Black feminist theory has been informed by many scholarships that give rise to particular experiences that Black women face by understanding our position in relation to sexism, class oppression, and racism. It acknowledges that Black women are positioned within structures of power in fundamentally different ways than white women. Slavery and racial segregation in the U.S. places Black women in a unique position within the mainstream “women’s movement”.

During the Great Depression and Jim Crow era of the 1950s, Black women were mainly relegated to low-paying jobs as domestic servants. Unlike Black men, Black women, although primary organizers for workers rights, were locked out of labor organizations because domestic work was not an acknowledged form of labor”. This inevitably consigned Black women to “victimhood and exclusion from the normal social networks and labor legislation that benefited other workers; thus continuing their super exploitation”, as Claudia Jones noted.

As Black women continue to expand beyond domestic labor and garner the proverbial “seats at the table,” which does not come without compromise, they’ve somehow managed to forget the domestic and low wage Black [women] workers. They’ve somehow dismissed or ignored that what’s compromised are their Black proletariat “sisters” (both cis and Trans) and those left dependent upon survivor economics.
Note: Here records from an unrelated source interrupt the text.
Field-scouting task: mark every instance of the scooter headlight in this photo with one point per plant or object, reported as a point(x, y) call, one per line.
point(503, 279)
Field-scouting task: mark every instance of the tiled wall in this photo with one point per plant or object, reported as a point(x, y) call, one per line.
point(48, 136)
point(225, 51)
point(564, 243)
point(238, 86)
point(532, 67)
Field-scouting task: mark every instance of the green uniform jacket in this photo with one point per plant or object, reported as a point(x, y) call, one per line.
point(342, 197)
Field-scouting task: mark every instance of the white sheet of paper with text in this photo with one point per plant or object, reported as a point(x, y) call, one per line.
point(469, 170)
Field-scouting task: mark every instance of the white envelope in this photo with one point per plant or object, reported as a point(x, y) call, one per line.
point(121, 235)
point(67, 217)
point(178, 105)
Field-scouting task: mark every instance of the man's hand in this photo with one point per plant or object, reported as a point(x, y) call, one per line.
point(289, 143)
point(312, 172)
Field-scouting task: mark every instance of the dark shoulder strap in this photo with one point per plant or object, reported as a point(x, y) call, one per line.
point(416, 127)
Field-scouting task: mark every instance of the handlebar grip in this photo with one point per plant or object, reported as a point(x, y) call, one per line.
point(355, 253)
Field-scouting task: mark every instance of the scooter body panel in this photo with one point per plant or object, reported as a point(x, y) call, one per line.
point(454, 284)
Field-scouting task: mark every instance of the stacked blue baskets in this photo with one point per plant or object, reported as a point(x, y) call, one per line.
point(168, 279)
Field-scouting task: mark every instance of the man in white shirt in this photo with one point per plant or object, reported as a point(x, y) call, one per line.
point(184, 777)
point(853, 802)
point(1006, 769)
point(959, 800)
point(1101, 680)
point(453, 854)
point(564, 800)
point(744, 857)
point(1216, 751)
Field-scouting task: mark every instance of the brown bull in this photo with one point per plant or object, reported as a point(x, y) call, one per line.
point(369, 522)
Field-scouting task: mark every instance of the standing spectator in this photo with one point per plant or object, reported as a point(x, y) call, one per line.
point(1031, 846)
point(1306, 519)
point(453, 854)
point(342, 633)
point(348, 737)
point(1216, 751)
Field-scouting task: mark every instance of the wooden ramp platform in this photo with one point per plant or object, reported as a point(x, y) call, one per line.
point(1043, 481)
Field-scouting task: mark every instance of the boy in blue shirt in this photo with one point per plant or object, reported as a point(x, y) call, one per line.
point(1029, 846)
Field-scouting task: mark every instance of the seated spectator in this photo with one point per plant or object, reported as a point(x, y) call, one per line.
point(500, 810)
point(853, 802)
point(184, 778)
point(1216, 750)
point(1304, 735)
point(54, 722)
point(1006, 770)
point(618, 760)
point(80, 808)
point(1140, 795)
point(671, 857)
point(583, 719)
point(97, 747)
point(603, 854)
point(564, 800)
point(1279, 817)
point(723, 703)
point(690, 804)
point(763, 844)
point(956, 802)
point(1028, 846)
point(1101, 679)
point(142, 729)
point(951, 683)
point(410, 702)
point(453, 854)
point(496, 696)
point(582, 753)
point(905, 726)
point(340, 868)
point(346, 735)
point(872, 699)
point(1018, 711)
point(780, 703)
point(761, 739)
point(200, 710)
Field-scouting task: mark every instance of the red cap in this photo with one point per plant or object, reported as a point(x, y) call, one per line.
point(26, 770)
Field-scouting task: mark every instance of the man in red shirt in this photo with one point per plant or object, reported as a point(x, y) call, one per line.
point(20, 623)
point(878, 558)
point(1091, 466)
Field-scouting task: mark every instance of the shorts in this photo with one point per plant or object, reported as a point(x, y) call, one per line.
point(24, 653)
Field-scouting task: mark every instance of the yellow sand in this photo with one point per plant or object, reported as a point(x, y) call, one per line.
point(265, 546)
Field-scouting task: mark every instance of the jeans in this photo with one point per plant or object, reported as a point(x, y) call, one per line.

This is where the contradictions in Black feminism presents itself.

When platforms become bigger than ideology, messages become convoluted and distorted. The misunderstanding of a radical theory informed by Black women who were/are revolutionary socialists and Marxists has been turned into a reactionary liberal form of Black feminism rooted in the carceral state with worth based on productivity and labor. Defining worth in this way has dire intracommunal effects as exemplified through domestic and street violence. How we currently deal with both acts of violence in our communities under the guise of “Protect [cis and Trans] Black Women” often results in advocating for a police state.

We must RE CENTER the radical teachings of our Black foremothers who did not dismiss Black men as “the weakest links”, but challenged them, struggled with them as a direct protest of our collective disposability. We must RE CENTER the inclusive ideology that welcomes and protects our Trans sibs. We must RECENTER the working class and denounce individualism. We must RECENTER internationalism. We MUST understand that working class Black women are the heartbeats of the community. So long as Black women continue struggle, the Black community will continue to struggle, too.

Black feminism and more specifically womanism, are restorative ideologies, not reactionary. Black feminist theory is informed by the absolute need to dismantle a capitalist system that upholds a gender binary that places Black women disproportionately in the ranks of the poor working class. Understanding it requires recognizing that tackling the contradictions of race and class must hold a central position in Black Women’s liberation. Only then will it be useful to the liberation of ALL oppressed by the system.